Adobe is working on an emergency patch for its Flash Player after attackers are reportedly exploiting a critical flaw.

The vulnerability, CVE-2016-1019, affects Flash Player version 21.0.0.197 on Windows, Mac, Linux and Chrome OS, according to an advisory published on Tuesday.

The flaw is being actively exploited on Windows XP and 7 systems running Flash Player versions 20.0.0.306 and earlier.

“Successful exploitation could cause a crash and potentially allow an attacker to take control of the affected system,” it said.

A patch could be released as soon as Thursday.

A mitigation in Flash Player version 21.0.0.182 and above prevents the vulnerability from being exploited, Adobe said.

Flash Player is a favored target for cyberattackers since it runs on hundreds of millions of computers worldwide and vulnerabilities are frequently found.

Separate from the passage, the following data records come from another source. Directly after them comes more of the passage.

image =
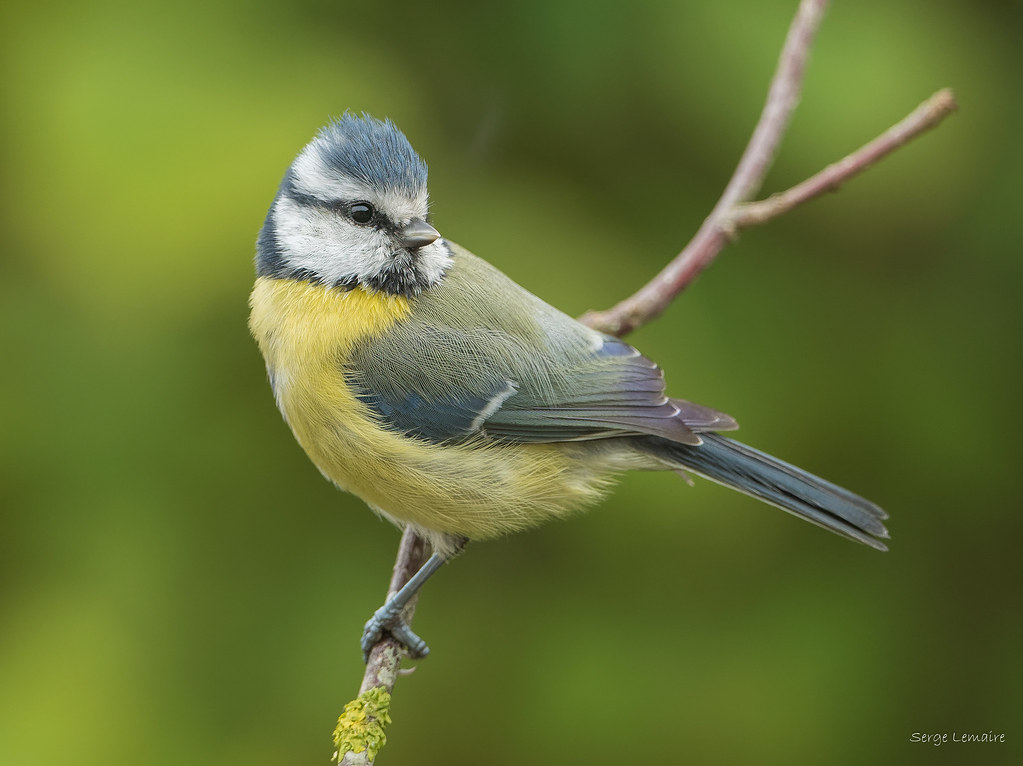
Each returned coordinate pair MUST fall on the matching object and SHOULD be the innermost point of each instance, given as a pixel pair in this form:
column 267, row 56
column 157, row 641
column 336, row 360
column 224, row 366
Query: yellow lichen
column 361, row 726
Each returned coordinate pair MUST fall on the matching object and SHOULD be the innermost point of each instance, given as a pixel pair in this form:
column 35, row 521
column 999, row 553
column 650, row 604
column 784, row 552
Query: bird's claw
column 387, row 619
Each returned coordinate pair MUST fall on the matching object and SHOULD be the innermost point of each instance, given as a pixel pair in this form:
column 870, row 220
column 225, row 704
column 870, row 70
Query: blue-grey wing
column 480, row 357
column 468, row 392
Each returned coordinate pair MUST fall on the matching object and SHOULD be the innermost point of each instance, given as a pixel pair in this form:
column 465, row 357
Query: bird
column 451, row 400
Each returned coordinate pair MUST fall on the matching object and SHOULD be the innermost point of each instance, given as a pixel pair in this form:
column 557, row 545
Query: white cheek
column 434, row 260
column 312, row 177
column 327, row 244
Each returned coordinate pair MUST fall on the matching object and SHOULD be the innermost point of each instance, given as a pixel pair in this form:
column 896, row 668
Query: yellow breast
column 478, row 490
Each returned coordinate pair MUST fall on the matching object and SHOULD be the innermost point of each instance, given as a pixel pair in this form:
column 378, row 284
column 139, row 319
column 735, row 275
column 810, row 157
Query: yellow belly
column 476, row 490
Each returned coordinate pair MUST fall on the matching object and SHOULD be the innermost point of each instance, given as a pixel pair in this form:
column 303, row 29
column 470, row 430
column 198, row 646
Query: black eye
column 361, row 212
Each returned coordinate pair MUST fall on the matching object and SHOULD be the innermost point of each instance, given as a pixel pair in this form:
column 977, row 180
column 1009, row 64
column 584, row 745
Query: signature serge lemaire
column 942, row 737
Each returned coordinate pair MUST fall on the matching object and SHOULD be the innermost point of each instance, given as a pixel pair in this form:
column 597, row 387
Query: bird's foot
column 388, row 620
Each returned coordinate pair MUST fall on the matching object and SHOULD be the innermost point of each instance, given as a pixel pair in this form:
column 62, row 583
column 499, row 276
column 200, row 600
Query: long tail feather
column 756, row 474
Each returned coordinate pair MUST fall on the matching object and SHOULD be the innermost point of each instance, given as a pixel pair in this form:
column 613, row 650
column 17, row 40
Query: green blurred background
column 179, row 585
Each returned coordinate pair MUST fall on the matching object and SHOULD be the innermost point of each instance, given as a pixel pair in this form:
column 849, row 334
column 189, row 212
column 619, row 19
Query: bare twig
column 925, row 117
column 783, row 96
column 382, row 668
column 360, row 729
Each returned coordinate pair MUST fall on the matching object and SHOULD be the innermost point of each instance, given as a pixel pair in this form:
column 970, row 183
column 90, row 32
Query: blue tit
column 450, row 399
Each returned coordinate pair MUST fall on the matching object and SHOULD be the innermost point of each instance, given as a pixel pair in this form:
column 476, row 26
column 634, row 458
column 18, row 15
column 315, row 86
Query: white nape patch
column 311, row 176
column 433, row 261
column 595, row 341
column 493, row 405
column 327, row 244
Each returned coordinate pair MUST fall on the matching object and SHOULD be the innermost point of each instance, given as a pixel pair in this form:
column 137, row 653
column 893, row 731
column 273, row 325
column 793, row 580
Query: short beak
column 417, row 233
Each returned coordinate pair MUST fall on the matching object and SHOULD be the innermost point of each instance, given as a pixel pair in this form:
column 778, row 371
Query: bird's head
column 353, row 210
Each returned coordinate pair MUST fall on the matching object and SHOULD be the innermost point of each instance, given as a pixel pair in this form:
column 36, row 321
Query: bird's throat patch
column 296, row 321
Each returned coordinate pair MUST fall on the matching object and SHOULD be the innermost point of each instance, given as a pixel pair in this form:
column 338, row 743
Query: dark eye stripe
column 361, row 213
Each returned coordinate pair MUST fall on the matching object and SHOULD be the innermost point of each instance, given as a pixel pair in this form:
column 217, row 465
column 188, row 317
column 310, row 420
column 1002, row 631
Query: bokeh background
column 179, row 585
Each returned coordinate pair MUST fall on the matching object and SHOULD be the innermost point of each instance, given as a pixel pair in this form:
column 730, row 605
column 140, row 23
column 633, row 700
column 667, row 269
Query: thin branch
column 383, row 669
column 651, row 301
column 925, row 117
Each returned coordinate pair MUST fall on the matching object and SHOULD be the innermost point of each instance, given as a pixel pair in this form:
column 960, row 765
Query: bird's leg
column 388, row 617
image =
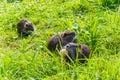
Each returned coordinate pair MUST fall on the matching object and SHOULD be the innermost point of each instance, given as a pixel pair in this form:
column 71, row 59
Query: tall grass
column 96, row 23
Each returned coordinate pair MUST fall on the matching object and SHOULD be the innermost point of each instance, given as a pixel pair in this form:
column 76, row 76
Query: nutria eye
column 67, row 46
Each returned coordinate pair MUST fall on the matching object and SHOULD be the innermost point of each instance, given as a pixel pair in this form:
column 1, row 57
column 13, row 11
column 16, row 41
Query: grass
column 96, row 23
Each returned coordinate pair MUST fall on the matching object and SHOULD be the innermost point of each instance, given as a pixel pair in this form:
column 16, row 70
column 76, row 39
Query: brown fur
column 24, row 27
column 57, row 41
column 73, row 51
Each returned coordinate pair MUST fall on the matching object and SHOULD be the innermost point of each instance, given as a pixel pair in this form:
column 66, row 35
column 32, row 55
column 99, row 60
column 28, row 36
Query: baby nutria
column 24, row 27
column 74, row 51
column 57, row 41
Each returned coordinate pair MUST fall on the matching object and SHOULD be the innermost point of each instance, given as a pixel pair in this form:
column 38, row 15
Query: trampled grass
column 96, row 23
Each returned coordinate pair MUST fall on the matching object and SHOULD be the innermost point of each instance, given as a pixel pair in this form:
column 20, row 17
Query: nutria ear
column 79, row 46
column 64, row 35
column 26, row 25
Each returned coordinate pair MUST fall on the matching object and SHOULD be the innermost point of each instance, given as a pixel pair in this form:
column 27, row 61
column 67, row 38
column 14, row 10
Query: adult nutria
column 57, row 41
column 24, row 27
column 73, row 51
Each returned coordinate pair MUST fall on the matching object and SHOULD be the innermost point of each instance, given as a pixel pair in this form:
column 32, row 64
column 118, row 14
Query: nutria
column 24, row 27
column 72, row 51
column 57, row 41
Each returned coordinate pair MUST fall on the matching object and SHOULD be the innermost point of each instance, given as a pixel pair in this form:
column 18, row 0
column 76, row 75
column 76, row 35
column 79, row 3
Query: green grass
column 96, row 23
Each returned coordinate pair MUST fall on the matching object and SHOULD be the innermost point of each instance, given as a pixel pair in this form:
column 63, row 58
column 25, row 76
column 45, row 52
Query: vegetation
column 96, row 23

On Windows and Mac OS X, Flash Player will regularly check for updates. But the update still must be installed, which some users may neglect to do.

Adobe normally issues patches on the second Tuesday of the month, the same day as Microsoft, but issues emergency patches for particularly bad ones.

Adobe has been working for years to make Flash more secure through code reviews, but it has proven to be a mighty task for an application that’s nearly two decades old.

It has, however, seen the writing on wall. In December, Adobe acknowledged that HTML5 was the future of Web animations and built a product called Animate CC for developing content.